I was asked to write an article about my passion for rescuing animals in Baja. Of course, I said. I was honored to be asked to write for the Baja Times, and quite excited! But then the reality of this topic seeped into my psyche like a wisp of smoke. Truth is, and I have to be truthful, is that well, I used to be an animal-activist fraud. Let me explain.
As a child, I grew up with dogs. And I adored them. They slept with me, each and every one except for Muffin, a horrible fluffy Yorkie who hated me, and I him. Nasty temperament and arrogant disposition. Buttons was my favorite, a feisty miniature Manchester Terrier all of about 8 pounds. In my twenties, I had a little poodle /schnauzer mix, Ginger. But I was a stupid dog owner then, and she had two liters! I knew nothing about spay/neuter. In my 30’s, I got a boxer from a backyard breeder. Sweet but had the I. Q of a snail. Next was my Shepard mix, who was so loyal to me. He hated everybody else, especially my ex-husband. But that was just fine with me.
I had a Pitbull mix once. One of the sweetest dog in the world. But also the biggest coward on record for a pitty. I had a window prism in my kitchen, and when the sun came steaming through in the afternoons, showering the room with jewels of light, my pit would bark at them endless and try to catch them. I often wondered what went through her head that caused these beautiful reflections of iridescent light to scare her so.
So you see, I had many dogs, and I loved them dearly, but I certainly wasn’t anything close to a “dog whisperer” or animal activist! And as for cats...well, I just won’t even go there. Birds? I had one once. And that’s all I can say about that. I had fish! I love my aquarium. But fish aren’t really your friends, are they? I mean, they swim in their own poop!
My kids had a couple of hamsters when they were young, and I think one of them actually had a heart attack. It just fell off it’s wheel one day, and well, just never got back up? Yeah, we had a little fake funeral and all that, but did I feel sad? I guess, maybe, for a New York minute.
So as my years as an animal-activist fraud continued in the closet, and several more dogs came and went in my life, I started to spend more time in Baja. It was here that my sensibilities began the change. I became more aware of the sadness of the street dogs. These poor gentle creatures who survived on scraps and trash. I watched as they would subserviently sneak food from a taco stand, their wide hollow eyes ever watchful for a hurtful kick to the ribs or head. And by no fault of their own, their destiny already known at birth. A certain death either by starvation, disease or the road. This began to haunt me.
Realizing how dire the dog (and cat) over population was in Baja, I got involved with animal rescue in Baja and hooked up with Robin Gunther for her nonprofit spay/neuter organization. From there, I met Krystal Cates who founded Pretty Horses Rescue Ranch. I had also planted a vineyard and started a little wine business. It was also nonprofit, ha ha, not because i was a 501 C-3, but because I used most of the wine in my fundraising efforts that benefited both these wonderful organizations in our community.
I never set out to be a rescuer of animals, but suddenly they were all around me. I don’t even know how many lost and starving dogs I have rescued, treated and found them loving homes. These pups certainly had a huge impact on me, but it wasn’t until I adopted a starving, abused horse at Pretty Horses Rescue that I truly became the animal activist that had been hiding in me all along.

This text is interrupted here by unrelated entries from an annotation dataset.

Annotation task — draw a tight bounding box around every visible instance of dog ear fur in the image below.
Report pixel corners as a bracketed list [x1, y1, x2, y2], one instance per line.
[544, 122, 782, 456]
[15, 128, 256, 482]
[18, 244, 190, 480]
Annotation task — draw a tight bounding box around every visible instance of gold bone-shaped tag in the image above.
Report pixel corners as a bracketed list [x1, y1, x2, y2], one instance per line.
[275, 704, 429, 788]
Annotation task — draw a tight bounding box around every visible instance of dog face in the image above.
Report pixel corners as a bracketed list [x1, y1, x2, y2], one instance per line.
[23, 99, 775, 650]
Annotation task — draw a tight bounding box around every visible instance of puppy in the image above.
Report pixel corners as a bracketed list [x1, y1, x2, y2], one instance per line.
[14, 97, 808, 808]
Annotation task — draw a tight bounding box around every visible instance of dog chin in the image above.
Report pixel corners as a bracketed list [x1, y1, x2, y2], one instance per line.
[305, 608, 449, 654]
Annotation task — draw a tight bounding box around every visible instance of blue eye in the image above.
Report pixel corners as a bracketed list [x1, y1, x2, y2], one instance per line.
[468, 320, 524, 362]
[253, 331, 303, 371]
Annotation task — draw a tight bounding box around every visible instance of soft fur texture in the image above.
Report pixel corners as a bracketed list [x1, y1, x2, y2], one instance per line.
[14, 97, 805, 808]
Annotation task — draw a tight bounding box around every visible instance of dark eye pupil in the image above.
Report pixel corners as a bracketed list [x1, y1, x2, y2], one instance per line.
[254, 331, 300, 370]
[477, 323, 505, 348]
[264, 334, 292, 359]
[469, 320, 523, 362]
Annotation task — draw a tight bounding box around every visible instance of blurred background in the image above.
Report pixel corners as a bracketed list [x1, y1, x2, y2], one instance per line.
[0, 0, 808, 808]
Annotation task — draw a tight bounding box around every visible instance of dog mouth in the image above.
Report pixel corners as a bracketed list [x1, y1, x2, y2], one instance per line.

This horse I named Romeo, filled my heart with so much love and trust, I thought it would burst. This horse that once hung his head in defeat and despair and wouldn’t look me in the eye, now whispers soft winnies in my ear and rubs his fuzzy pony nose on my cheek. This horse that someone thought to throw away like a piece of trash, started showing up at my fundraisers and helped bring animal education (and donations! Yeah baby) to several animal rescues in Rosarito.
Am I an animal activist, yes I would say so now. I have loved my animals always but it takes something else to go the full lap with rescue. It requires patience, passion and money. There are many others who do 1000 times more than me. I’m just doing a small part to make a difference in these animals who come into my life. And I’m grateful to be out of the closet and proud to say yes...I am passionate and an activist for animals! One hundred percent!!
Except for hamsters. Ah. No. I can’t do hamsters. I’m sorry. But I’m sure there’s a hamster rescue out there. I mean, I hope there is. I’m sure there is. Cheers!!